To remove an element we search the vector for it and then erase it. Because the elements are unique, we know that there will be at most one copy of it, so we can stop as soon as we find it.
To check whether a set is empty, we just call .empty() on the set.
To get the size of the set, we just call .size() on the vector.
To check whether an element is in the set, we loop over all the elements in the set and see if we find it.
To construct the union of two sets, we loop over both sets and then insert both their elements into a new (initially empty) set. Because we assume that insert won’t add duplicate elements, this is safe.
To construct the intersection, we loop over one set, and then for each element, check to see if it is in the second set. If it is, we add it to a new, initially empty set (note that we don’t have to use insert here, because all the things we are inserting are coming from a single existing set, and thus are guaranteed to be unique).
To construct the set difference \(A \setminus B\) we loop over \(A\) and check to see if its elements are in \(B\) and add them only if they are not. Once again, it’s safe to not use insert here (just push_back).
To construct the symmetric difference, we can just construct the union, and then “subtract” (set difference) the intersection.

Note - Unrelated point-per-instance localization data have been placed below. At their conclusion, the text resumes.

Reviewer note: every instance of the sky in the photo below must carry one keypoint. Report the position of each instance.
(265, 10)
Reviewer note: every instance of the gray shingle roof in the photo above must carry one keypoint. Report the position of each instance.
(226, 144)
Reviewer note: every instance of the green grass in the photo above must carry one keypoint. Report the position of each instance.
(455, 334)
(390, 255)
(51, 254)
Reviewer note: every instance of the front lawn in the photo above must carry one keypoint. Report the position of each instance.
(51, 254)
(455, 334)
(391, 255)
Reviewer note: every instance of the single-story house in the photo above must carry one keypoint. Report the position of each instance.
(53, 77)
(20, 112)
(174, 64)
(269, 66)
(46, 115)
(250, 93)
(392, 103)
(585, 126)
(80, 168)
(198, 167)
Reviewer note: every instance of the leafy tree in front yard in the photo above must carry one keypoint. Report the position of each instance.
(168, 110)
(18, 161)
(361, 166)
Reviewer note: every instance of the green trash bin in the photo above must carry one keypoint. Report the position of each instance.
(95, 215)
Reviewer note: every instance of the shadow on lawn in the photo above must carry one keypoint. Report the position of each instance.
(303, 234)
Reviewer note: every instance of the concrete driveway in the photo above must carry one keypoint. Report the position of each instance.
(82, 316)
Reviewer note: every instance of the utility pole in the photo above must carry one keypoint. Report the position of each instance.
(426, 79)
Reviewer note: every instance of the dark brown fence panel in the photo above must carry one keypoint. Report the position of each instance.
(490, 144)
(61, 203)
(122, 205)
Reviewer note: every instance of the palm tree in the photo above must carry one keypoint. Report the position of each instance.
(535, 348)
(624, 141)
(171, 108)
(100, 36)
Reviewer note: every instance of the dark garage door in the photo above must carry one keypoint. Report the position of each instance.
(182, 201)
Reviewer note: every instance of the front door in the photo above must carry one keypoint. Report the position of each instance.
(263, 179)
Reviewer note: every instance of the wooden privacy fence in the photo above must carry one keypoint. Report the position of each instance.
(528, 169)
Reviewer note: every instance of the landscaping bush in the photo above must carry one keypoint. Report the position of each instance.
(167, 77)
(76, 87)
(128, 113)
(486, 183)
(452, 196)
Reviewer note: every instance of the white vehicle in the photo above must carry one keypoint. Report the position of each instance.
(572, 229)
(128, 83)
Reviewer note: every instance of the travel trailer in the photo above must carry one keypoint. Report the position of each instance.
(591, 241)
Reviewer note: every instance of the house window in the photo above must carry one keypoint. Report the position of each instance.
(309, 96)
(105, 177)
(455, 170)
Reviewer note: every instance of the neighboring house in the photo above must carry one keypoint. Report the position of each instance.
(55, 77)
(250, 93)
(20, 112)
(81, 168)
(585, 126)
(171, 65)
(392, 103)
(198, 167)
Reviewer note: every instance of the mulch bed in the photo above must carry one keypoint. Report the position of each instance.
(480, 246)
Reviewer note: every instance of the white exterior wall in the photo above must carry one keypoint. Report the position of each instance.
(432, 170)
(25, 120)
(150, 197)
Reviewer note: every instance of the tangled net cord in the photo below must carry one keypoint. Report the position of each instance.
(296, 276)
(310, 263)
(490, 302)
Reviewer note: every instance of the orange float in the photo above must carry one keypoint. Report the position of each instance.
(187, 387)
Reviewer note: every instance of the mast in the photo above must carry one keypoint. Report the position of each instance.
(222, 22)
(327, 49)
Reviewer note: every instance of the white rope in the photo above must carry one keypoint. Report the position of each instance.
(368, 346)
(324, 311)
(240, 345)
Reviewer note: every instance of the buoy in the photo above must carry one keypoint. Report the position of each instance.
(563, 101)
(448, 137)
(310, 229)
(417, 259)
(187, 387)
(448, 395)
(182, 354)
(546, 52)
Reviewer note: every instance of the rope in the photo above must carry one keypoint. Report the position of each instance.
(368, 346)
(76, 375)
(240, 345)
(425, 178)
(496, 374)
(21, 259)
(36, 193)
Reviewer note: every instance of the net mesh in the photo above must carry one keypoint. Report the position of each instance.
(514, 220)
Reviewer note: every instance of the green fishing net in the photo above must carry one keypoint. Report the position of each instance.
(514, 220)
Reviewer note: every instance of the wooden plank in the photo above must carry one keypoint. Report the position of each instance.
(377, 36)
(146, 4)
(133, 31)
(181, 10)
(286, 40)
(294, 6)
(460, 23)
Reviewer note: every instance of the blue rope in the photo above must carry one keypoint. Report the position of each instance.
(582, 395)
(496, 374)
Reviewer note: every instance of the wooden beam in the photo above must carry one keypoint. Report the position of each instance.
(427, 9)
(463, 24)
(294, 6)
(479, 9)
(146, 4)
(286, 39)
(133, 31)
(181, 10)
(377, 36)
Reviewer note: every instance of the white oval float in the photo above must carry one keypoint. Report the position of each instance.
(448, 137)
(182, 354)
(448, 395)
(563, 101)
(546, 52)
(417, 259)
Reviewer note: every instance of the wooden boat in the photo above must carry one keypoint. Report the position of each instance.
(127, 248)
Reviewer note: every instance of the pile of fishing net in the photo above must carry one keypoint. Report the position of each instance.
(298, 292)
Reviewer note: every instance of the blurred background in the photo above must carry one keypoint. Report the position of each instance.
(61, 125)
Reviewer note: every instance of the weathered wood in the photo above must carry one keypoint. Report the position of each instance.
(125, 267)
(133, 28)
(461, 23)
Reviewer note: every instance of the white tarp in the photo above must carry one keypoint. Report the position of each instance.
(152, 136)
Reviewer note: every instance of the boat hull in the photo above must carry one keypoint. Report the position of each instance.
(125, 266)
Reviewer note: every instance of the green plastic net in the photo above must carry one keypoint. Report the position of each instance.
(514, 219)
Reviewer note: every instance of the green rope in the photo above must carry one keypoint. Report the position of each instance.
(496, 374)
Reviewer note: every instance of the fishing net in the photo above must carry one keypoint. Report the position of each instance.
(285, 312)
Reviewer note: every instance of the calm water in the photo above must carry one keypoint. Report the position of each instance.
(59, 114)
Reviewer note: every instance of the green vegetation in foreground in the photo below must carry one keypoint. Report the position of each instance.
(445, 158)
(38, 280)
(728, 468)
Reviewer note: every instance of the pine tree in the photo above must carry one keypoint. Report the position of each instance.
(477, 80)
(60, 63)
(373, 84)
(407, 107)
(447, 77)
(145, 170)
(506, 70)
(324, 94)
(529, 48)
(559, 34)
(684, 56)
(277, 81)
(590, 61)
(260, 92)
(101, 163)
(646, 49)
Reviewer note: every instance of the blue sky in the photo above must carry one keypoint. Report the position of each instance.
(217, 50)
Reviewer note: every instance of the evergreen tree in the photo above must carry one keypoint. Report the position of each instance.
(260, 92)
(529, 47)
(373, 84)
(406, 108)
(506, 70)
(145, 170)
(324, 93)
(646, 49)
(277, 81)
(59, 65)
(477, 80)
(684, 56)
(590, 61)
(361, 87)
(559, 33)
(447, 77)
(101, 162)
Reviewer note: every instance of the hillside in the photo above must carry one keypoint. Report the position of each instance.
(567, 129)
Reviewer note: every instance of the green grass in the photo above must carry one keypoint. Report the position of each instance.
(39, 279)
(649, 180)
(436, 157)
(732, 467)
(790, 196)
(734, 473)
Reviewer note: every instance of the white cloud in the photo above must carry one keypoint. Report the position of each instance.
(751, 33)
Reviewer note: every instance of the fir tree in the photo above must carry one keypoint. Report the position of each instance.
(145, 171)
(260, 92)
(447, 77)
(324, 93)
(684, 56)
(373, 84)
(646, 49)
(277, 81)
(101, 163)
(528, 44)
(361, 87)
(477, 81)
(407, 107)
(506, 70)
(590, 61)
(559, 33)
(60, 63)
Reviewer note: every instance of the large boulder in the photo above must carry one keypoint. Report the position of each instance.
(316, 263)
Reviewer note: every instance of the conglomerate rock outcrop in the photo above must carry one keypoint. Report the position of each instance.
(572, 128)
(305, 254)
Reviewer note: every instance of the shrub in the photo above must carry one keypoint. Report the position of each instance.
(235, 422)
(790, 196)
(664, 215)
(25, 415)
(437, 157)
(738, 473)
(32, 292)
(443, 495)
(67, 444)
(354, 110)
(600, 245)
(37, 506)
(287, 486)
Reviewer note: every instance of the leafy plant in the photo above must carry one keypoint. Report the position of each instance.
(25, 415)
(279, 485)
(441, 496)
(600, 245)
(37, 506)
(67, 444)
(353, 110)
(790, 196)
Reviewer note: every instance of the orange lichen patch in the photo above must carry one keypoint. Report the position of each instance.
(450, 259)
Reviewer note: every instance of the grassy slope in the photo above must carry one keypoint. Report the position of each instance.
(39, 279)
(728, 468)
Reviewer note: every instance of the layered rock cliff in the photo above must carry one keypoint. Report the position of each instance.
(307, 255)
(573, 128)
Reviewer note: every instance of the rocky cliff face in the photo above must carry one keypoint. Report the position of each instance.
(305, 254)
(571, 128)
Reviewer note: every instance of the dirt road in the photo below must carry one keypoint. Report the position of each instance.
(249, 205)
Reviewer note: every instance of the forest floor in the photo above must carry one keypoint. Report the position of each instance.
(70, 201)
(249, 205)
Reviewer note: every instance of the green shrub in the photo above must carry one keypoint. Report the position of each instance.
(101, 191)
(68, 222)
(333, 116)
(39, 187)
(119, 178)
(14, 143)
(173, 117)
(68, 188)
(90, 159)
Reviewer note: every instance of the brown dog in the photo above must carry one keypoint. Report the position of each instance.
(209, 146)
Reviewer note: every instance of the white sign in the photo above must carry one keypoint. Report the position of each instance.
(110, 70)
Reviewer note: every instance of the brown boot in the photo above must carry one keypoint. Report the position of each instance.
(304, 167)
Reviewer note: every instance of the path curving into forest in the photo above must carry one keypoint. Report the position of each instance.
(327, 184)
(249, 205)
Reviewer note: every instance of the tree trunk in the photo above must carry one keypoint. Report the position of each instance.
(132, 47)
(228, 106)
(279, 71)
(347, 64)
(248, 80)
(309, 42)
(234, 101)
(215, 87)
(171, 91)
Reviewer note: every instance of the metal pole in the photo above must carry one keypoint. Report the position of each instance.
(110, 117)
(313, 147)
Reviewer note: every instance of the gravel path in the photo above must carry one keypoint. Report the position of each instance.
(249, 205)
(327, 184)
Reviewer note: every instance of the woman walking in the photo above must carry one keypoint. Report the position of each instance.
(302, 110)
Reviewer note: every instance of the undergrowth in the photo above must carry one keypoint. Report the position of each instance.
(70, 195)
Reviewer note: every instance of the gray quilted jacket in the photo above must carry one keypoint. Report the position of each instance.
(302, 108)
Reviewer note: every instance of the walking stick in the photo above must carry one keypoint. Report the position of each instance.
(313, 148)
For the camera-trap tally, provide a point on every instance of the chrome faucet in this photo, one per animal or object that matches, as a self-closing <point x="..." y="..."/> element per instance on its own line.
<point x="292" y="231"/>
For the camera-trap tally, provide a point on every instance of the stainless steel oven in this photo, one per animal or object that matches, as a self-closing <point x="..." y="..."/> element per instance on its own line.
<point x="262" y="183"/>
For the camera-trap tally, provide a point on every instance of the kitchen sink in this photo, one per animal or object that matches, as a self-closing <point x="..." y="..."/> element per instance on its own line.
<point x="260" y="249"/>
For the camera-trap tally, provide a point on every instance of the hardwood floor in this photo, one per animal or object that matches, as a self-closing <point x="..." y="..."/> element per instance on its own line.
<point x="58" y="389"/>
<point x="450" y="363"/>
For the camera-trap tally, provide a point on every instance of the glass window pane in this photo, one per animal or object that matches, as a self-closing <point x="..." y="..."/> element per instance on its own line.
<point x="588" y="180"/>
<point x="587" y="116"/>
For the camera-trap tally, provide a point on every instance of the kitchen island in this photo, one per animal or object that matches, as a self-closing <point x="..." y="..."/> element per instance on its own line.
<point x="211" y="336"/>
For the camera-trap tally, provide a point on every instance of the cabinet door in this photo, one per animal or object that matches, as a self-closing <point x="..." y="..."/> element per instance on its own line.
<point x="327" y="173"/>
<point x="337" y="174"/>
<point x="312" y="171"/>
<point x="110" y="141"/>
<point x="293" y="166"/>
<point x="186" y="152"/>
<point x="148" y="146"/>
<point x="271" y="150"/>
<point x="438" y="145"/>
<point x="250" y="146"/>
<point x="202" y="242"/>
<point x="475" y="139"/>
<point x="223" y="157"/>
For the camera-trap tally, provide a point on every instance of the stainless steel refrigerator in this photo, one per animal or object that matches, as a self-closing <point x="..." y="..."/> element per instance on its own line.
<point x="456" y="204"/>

Our class will look something like this:

class set {
  public:
    // Constructor: constructs the empty set
    set() { } 

    int size()   { return data.size(); }
    bool empty() { return data.empty(); }

    bool contains(int x) {
        for(int i : data)
            if(i == x)
                return true;

        return false;
    }

    void insert(int x) {
        if(!contains(x))
            data.push_back(x);
    }

    void remove(int x) {
        for(int i = 0; i < data.size(); ++i)
            if(data.at(i) == x) {
                data.erase(data.begin() + i);
                break;
            }
    }

    set union(set& other) {
        set result = *this; // Copy of this set       

        // Insert other data (to avoid duplicates)
        for(int i : other.data)
            result.insert(i); 

        return result;
    }

    set intersection(set& other) {
        set result; // Empty
        for(int i : data)
            if(other.contains(i))
                result.data.push_back(i);

        return result;
    }

    set difference(set& other) {
        set result = *this;
        for(int i : other.data)
            result.remove(i);

        return result;
    }

    set symmetric_diff(set& other) {
        set result = union(other);
        return result.difference(intersection(other));
    }

    friend ostream& operator<<(ostream&, set);

  private:
    vector<int> data;
};

ostream& operator<< (ostream& out, set x) {
    cout << "{";
    for(int i = 0; i < x.data.size() - 1; ++i) 
        out << x.data.at(i) << ",";

    if(!x.empty())
        out << x.data.back() << "}";

    return out;
}

To make things easier, we can overload some operators for the set operations:

set operator| (set a, set b) {
    return a.union(b);
}

set operator& (set a, set b) {
    return a.intersection(b);
}

set operator- (set a, set b) {
    return a.difference(b);
}

set operator^ (set a, set b) {
    return a.symmetric_diff(b);
}

set operator+= (set a, int x) }
  a.insert(x);
  return a;

And now we can write a quite natural set manipulation program:

int main() {
    set a; 
    a += 1; a += 2; a += 3;

    set b; 
    b += 3; b += 4; b += 5;

    cout << (a & b) << endl;

    return 0; 
}

Optional topics: const correctness. Using initializer_list for more natural set creation. Member initalizer lists.